[DRBD-user] drbd with heartbeat doesnt sync both ways

Fri Sep 15 15:26:45 CEST 2006

Christophe Zwecker wrote:

> node1 is primary with mounted fs
> node2 is secondary
> 
> nod1 goes down (only network failure),

"only" network failure? Which network? In many cases, a network failure 
alone is worse than one box completely failing, because it can cause 
"split brain" if you're not careful.

What connections do you have for Heartbeat to use? (A serial heartbeat 
is always a good idea if you can have it). As many redundant paths as 
possible is good. (typical might be 3: replication (crossover) network 
between the DRBD machines, "normal" network and serial heartbeat)

> heartbeat unmounts the drbd fs on 
> node1. node 2 takes over and mounts the drbd volume. 

And what happens to node1 here? Are you sure that Heartbeat stops the 
DRBD services? My guess is that you have a single network connection for 
both DRBD and Heartbeat, in which case DRBD will still be primary on node1.

> node1 comes backup, mounts drbd volume and the change aint  there because:
> Sep 15 13:47:03 mw-test-n2 kernel: drbd0: Current Primary shall become 
> sync TARGET! Aborting to prevent data corruption.

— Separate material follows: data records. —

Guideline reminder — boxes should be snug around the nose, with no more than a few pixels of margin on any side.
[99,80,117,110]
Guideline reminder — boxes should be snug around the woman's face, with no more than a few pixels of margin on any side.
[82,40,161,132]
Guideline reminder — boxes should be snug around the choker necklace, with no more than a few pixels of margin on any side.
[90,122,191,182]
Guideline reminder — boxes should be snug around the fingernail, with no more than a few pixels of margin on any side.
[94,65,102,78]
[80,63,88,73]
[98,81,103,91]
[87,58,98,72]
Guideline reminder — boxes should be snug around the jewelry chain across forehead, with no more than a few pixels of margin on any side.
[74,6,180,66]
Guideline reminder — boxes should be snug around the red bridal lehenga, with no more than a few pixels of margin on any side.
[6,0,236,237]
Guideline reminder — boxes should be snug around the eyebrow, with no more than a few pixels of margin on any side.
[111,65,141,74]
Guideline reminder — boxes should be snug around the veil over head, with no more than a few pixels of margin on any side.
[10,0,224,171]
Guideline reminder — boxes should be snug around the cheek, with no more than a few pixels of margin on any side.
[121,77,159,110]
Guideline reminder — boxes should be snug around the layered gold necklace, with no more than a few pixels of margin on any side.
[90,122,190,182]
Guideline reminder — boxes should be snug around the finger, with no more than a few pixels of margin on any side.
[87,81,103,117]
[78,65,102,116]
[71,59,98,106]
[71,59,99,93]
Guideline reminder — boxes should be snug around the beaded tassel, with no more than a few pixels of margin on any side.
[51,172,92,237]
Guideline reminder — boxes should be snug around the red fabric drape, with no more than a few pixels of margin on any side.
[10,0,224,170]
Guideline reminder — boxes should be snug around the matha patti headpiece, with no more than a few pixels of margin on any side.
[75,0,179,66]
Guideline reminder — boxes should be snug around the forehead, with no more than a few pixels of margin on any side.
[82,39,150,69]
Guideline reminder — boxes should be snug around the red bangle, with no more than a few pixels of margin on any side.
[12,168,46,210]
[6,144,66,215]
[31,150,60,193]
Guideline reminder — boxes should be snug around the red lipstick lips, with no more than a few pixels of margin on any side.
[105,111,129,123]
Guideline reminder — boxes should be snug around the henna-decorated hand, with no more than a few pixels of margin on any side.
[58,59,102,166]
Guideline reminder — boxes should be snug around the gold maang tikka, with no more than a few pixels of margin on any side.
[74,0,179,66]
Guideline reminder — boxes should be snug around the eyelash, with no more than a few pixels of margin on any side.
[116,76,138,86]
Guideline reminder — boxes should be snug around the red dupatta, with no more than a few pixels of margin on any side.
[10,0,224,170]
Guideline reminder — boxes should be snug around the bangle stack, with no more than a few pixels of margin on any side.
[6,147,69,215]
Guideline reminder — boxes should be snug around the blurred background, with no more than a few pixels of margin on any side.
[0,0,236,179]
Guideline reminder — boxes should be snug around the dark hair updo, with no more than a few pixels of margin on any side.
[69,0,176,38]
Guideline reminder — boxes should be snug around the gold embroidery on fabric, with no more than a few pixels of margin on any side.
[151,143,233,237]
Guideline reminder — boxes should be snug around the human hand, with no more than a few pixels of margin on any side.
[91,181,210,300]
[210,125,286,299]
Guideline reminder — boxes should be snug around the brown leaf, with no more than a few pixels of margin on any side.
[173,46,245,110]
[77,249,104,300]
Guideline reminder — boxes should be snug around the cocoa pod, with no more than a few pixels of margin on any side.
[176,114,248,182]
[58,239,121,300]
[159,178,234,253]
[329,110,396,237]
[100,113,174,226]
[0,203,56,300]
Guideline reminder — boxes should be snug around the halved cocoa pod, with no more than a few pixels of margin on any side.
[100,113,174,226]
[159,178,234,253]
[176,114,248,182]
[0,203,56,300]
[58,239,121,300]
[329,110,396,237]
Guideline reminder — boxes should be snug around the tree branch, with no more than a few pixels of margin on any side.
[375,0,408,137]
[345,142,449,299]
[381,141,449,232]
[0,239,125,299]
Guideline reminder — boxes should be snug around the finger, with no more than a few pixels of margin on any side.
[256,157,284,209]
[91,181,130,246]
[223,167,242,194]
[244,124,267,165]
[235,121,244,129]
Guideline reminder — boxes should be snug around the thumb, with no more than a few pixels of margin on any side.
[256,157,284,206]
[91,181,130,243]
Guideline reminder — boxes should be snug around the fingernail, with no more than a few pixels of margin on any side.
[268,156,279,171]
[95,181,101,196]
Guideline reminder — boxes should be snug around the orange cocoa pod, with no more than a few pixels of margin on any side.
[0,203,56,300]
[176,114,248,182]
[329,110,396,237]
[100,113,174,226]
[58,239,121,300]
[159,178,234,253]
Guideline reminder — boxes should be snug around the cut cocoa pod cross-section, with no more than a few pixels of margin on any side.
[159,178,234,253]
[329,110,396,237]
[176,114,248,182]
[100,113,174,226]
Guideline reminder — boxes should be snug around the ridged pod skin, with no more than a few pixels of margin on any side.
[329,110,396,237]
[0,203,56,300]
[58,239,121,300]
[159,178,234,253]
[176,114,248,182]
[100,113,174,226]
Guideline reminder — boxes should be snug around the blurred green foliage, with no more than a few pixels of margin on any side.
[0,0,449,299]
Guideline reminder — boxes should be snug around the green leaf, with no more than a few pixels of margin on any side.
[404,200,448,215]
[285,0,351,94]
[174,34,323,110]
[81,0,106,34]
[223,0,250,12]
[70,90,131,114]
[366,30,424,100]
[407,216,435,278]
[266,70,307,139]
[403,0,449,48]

DRBD is doing the right thing here. Either your nodes weren't really 
synchronised before the failure, or you had a split brain where DRBD was 
primary on both machines.

This situation can only be resolved manually, i.e. by a human telling 
DRBD which machine has the latest data. (something like "drbdadm XXX 
invalidate_remote --do-what-I-say" on the "good" machine)

Tim